Примерно через час, с трудом подняв мутящуюся голову вперёд, он увидел вдалеке Академию Наук, зыбкую от зноя, а чуть в стороне — библиотеку. Здания имели несуразно одинаковую высоту, и наверняка были безнадёжными миражами. Лявон с тоскою вспоминал библиотечный буфет с длинным рядом соков на барной полке и больше не поднимал голову, чтобы не бередить душу.

Он шёл так упорно и так терпеливо стискивал зубы, что в какой-то момент солнце сдалось и стало опускаться.

 

Глава 7. Как Рыгор совершил рецидив

Покинув негостеприимную Чехию, Рыгор направился в Германию, рассчитывая на тёплый приём на родине своих любимых композиторов. «С немками хоть будет о чём поговорить! Бетховен, Вагнер, Малер… А Шуберт! Шуберт! Да и машины у них посерьёзнее. Мерседес! — и он прицокнул языком. — А пиво? Немецкое пиво должно быть отменным! Хотя говорят, что лучшее в мире пиво — чешское, я этого не почувствовал», — мстительно думал он, бодро шагая по полям, лугам и рощам, кашляя и распевая песни.

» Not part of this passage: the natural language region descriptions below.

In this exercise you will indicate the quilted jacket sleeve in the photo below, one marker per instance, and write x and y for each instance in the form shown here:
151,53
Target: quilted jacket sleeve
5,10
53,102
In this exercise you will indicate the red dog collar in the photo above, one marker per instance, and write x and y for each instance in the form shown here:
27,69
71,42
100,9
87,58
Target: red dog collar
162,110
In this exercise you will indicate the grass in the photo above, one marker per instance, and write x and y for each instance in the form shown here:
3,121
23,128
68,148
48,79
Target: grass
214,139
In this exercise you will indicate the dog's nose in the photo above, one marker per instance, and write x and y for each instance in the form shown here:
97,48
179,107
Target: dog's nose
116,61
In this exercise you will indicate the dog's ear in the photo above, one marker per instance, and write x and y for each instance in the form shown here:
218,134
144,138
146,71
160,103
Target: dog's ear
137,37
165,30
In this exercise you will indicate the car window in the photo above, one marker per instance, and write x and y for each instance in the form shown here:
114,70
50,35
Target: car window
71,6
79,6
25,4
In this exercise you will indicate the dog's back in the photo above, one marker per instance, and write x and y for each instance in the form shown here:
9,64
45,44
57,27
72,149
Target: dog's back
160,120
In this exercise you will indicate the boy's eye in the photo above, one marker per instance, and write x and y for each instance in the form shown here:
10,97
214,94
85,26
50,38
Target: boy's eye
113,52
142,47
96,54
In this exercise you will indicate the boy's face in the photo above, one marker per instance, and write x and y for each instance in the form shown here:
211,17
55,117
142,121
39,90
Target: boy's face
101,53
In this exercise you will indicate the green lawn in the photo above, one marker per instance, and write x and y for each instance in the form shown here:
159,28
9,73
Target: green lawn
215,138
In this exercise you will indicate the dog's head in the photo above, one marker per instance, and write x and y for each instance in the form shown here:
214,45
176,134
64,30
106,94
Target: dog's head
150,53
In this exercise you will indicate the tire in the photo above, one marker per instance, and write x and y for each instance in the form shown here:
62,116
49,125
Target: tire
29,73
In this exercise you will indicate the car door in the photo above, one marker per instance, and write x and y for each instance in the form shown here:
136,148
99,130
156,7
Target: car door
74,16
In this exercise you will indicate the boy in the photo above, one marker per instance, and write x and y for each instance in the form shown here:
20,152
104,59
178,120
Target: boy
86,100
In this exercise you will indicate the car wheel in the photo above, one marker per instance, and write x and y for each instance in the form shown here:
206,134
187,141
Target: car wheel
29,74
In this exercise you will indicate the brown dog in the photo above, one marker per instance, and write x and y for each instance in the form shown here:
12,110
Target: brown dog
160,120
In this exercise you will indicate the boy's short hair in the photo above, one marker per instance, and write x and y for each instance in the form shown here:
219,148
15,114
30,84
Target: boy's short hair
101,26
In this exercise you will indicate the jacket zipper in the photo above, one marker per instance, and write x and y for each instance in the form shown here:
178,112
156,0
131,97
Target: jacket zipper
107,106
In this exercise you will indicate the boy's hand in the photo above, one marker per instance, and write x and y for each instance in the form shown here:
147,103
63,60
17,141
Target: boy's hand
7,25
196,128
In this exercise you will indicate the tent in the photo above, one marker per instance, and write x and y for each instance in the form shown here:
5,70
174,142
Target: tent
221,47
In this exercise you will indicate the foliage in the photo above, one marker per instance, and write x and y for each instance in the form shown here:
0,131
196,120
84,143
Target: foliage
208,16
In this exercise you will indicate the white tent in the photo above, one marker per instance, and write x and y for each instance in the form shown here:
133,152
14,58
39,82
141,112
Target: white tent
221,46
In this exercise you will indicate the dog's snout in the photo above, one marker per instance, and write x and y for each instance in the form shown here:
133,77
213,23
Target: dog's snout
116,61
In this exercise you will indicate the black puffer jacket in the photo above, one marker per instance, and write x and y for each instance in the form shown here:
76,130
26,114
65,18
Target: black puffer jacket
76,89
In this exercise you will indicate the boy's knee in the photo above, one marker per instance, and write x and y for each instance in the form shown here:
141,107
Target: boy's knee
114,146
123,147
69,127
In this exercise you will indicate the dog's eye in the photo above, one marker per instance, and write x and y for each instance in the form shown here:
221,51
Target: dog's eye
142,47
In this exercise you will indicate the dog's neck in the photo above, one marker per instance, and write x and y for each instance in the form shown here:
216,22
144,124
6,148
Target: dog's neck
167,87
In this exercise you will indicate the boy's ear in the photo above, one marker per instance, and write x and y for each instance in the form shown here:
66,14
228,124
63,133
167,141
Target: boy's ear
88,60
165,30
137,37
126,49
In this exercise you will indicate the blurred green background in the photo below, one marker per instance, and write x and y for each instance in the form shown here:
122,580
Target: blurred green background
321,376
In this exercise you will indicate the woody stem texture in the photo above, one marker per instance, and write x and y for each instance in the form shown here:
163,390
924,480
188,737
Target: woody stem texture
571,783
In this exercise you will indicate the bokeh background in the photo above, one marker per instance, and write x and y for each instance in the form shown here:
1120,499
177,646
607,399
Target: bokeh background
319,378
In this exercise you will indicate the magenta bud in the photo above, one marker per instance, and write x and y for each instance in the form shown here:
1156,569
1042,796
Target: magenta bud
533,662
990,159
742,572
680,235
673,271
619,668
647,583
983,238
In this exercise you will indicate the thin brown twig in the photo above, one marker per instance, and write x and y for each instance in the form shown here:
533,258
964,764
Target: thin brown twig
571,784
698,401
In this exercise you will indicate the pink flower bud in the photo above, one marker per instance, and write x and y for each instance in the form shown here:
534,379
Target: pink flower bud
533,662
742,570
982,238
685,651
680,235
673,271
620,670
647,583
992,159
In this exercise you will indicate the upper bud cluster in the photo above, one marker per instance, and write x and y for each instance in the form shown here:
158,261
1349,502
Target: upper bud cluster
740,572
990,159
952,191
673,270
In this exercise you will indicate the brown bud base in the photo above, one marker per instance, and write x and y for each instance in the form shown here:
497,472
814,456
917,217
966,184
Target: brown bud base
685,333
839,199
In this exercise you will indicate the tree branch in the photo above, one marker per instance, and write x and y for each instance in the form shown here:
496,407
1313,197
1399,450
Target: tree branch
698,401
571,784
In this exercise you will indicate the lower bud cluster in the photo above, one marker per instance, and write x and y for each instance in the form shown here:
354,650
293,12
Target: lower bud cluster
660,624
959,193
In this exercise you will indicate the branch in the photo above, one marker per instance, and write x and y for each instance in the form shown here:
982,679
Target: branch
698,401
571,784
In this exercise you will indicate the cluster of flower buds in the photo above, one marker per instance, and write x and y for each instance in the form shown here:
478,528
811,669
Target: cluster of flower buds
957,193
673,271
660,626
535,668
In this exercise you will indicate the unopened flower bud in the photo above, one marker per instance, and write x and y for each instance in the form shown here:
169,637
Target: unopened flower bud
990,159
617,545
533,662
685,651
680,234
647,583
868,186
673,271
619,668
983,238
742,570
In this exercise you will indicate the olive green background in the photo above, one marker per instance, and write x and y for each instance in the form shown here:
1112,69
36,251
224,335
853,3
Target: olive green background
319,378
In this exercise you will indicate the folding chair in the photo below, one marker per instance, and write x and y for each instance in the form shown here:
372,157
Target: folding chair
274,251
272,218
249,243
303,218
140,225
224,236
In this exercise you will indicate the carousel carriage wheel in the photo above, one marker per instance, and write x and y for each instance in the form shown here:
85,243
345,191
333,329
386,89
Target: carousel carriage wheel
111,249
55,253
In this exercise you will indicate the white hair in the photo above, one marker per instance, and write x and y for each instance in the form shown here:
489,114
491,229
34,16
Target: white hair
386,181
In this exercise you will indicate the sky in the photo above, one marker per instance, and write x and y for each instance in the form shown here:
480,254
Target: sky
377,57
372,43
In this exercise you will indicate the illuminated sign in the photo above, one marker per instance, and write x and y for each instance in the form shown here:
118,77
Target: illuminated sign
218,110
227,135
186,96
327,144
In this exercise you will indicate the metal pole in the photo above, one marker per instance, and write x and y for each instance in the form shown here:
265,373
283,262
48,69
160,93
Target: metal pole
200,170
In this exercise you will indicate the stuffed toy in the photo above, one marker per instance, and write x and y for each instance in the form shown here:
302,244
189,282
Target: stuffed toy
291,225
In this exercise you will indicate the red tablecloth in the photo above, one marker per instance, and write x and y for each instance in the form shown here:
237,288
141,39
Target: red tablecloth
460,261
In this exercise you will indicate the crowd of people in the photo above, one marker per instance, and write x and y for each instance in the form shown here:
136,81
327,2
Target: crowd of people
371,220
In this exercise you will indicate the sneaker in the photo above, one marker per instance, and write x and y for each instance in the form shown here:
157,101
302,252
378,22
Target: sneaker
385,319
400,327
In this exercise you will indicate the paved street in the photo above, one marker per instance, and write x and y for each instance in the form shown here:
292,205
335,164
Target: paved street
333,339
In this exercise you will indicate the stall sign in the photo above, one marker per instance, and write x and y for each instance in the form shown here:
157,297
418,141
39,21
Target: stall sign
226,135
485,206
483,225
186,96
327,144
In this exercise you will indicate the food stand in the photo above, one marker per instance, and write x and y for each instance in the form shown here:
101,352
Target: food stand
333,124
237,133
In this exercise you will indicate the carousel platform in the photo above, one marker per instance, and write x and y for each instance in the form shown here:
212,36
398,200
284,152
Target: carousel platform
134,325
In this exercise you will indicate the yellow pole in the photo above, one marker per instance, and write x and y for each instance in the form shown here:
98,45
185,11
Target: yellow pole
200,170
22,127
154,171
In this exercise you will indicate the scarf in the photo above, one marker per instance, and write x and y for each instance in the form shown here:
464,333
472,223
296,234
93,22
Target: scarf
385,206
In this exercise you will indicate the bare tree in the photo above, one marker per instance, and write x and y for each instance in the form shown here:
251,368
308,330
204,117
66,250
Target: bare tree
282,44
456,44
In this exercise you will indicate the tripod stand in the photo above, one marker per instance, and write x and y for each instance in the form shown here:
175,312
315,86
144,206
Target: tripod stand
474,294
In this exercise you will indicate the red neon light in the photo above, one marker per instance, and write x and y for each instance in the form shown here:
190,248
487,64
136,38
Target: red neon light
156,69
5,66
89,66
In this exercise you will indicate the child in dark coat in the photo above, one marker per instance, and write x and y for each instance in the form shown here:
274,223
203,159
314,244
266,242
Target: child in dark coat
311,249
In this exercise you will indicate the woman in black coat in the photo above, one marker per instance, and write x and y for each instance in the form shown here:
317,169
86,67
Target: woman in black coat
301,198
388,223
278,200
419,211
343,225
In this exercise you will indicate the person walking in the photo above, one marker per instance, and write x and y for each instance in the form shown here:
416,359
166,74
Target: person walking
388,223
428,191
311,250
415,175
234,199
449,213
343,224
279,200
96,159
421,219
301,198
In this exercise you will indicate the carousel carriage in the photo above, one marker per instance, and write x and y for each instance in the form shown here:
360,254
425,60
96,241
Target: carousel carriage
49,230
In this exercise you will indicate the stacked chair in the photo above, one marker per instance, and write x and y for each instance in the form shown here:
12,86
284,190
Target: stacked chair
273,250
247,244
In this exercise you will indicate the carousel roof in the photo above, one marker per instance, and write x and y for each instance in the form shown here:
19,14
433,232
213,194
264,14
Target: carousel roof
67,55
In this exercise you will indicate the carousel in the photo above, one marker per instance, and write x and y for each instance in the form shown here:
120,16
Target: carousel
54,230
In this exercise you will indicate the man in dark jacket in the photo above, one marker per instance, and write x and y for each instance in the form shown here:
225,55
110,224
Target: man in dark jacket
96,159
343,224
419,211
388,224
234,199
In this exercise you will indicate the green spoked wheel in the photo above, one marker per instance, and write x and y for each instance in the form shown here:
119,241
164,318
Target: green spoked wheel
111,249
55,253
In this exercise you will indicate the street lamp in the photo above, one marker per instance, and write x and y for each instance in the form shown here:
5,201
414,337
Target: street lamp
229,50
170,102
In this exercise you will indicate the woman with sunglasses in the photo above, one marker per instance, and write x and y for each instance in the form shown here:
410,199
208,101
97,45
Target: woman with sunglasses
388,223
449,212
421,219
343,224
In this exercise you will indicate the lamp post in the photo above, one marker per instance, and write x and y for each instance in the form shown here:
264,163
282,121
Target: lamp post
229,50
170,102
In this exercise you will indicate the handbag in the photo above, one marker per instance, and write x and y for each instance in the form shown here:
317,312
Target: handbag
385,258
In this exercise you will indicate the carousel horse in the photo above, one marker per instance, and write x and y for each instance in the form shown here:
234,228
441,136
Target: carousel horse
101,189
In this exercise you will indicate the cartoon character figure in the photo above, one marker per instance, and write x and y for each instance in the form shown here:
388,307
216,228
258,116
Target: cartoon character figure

Несколько раз звонил телефон, приятно разбавляя одиночество. Первым был спецназовец Сяржук, который объявил, что отыскал телефонный номер Рыгора, и на этом основании потребовал сдаваться. Рыгор расхохотался, сказал спецназовцу грубые и неприятные слова и отключился, со злым усилием задавив красную кнопку отбоя. И сразу пожалел: почему не поговорил с живым человеком? «Мало ли что там в прошлом было — всё можно постараться исправить. Ну да ничего, позвонит ещё раз». И правда, скоро телефон снова задрожал и запищал: какой-то дядька с одышкой звонил по рекомендации друзей и просил посмотреть своё авто, проблемы с двигателем. Рыгор вцепился в дядьку и стал выспрашивать у него малейшие подробности, не гнушаясь вникать в его дилетантские догадками и домыслы. Минут через пятнадцать в трубке пикнуло, и разговор прервался — видимо, у собеседника кончились деньги.

Рыгор огляделся: поля, луга, рощи, перекрёсток с жестяным указателем. Направо — Франкфурт, налево — Штутгарт. Не успел Рыгор сообразить, куда сворачивать, как телефон зазвонил опять. Это был я. Я уже знал, что Рыгор в бегах — «в эмиграции», по моему выражению — и не высказывал ни требований, ни угроз. Только робко расспрашивал — как оно там, за границей?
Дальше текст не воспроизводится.